Saturday, February 20, 2010

The Big "R" and Where to Go Next

The first agent passed on The House of Arkhangel'sk. The angels and demons, she said, were too human. Well, at least I succeeded in making them what I wanted them to be.

I know I shouldn't let it affect me, but every rejection does, and of course it's worse when it's on a manuscript and not just a query. There's no pretending I missed the "magic words" that get you in the door. It was my writing that failed to engage.

I also know that unpublished writers should never write trilogies or series, but that was what was in my head, so that is what I wrote, and I've recently started working on a second trilogy in the same world. While I realize this is only one rejection, I'm afraid I may be heading for misery by staying on this path. If this book doesn't make it, I am wasting more years of my life on an unattainable goal.

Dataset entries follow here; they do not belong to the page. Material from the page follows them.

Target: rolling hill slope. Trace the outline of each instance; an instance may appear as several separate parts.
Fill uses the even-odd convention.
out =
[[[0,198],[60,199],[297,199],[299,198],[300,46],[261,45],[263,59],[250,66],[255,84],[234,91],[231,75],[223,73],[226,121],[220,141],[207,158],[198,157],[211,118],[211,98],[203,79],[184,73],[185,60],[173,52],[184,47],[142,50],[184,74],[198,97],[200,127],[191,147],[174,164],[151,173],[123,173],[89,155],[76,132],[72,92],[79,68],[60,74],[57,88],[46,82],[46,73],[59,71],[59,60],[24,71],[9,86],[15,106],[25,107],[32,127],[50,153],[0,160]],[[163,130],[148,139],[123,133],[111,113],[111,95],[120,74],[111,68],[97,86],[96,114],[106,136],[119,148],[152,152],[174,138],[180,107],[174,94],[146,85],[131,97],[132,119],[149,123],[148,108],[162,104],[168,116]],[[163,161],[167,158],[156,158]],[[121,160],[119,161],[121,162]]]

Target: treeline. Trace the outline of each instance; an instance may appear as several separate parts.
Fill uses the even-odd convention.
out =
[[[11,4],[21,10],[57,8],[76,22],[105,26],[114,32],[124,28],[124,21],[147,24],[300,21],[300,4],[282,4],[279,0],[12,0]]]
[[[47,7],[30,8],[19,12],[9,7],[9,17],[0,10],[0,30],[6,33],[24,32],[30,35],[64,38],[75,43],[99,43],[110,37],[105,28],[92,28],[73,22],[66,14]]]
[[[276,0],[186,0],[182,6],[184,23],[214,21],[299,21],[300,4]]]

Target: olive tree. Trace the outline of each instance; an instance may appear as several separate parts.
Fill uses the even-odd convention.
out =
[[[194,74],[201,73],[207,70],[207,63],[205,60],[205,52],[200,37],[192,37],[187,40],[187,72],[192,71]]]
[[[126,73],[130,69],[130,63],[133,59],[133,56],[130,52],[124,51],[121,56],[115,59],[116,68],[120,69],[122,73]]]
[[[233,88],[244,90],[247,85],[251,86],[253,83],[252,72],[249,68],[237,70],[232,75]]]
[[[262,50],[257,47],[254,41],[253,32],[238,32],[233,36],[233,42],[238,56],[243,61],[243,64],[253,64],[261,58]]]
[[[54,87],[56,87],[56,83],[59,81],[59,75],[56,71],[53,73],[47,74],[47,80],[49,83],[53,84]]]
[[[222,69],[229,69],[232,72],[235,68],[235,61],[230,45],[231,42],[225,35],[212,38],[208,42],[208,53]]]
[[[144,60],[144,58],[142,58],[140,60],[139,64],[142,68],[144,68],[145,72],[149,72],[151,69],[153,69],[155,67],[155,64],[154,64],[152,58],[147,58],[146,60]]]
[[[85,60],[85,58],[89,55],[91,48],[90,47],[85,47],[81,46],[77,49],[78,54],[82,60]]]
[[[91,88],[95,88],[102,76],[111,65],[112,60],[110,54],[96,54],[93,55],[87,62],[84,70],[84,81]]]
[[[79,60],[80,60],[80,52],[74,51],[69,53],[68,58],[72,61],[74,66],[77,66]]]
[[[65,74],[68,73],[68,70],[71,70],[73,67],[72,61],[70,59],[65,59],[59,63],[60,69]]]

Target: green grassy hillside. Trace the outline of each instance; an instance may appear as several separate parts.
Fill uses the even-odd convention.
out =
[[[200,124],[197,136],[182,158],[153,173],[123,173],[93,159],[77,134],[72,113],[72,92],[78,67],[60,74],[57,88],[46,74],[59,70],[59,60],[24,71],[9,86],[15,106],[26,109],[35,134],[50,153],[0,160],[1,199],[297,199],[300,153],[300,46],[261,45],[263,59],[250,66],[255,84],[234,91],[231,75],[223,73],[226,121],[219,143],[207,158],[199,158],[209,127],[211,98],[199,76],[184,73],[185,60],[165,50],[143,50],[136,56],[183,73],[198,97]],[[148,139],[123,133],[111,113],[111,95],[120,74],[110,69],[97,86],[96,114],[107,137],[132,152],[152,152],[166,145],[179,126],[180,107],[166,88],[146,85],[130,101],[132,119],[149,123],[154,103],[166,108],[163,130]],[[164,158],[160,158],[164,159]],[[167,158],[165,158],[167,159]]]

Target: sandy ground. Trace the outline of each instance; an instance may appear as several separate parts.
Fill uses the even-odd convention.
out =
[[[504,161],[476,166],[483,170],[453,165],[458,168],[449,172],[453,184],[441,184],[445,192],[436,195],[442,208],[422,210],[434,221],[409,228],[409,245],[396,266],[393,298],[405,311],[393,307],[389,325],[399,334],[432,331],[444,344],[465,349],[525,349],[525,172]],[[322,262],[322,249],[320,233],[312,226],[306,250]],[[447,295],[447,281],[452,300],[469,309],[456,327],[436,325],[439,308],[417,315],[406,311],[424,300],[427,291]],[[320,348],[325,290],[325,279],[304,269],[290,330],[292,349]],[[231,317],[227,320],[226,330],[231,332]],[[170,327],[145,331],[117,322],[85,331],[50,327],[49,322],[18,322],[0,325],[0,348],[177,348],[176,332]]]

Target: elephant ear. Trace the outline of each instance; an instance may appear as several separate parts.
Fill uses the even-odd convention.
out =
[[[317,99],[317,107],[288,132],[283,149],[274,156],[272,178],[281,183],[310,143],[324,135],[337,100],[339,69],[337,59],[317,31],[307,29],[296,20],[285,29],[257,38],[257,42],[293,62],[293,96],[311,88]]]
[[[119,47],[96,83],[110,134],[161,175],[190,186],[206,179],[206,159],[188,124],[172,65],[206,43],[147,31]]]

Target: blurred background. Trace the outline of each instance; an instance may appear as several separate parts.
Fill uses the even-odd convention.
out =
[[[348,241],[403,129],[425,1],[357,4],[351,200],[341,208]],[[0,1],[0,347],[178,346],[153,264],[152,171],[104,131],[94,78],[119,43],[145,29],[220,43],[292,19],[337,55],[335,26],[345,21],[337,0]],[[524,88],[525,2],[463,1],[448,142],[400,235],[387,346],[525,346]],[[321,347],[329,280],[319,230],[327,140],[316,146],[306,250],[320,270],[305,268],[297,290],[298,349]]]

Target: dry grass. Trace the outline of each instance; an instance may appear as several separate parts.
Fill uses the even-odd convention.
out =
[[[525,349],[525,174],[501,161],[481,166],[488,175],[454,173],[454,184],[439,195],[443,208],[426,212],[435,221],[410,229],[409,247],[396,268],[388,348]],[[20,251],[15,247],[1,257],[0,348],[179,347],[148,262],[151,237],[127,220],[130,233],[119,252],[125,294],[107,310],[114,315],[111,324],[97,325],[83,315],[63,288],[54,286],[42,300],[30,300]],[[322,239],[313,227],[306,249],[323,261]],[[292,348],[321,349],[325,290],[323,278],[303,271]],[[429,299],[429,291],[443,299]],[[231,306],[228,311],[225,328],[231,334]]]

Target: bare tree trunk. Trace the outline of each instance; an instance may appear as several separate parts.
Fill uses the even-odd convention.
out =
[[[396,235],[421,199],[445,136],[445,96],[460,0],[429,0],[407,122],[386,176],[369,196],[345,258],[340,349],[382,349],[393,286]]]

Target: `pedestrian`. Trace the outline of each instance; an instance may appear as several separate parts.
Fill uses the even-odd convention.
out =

This is what wrecked me the last time. I was working on a sequel to Anamnesis and had another in mind, and wrote a novella in the same world, and when it finally hit me that Anamnesis was not to be, I had nothing.

I can't seem to walk away from great characters once I've created them. (And they are. I know that. If the book does not succeed, it is not the fault of these characters, it is my failure to do them justice.) But I cannot spend another twelve years of my life chasing a mirage. I have to walk away and work on something new. I simply don't know how.

What's worse is that if I do walk away, I will always regret it. I wish I had finished the Anamnesis sequel, but everyone told me I should let it go. Shiva still gives me dark looks from deep in my soul where I've shoved her down. And I've been so excited about this new book as I start to plot. If I stop and let it go now, it will never come to be. It's like being told to get an abortion just as I've really gotten excited about being pregnant.

So what do I do? Do I do the sensible thing and get rid of it now before I get too attached, or do I go with what my heart wants? (The irony of my art imitating my life is not lost on me. I have been faced with this decision before.) Can I write something else? If I knew where these stories came from, I would be down there right now digging in the alluvial mud for another.

I think I hate my muse.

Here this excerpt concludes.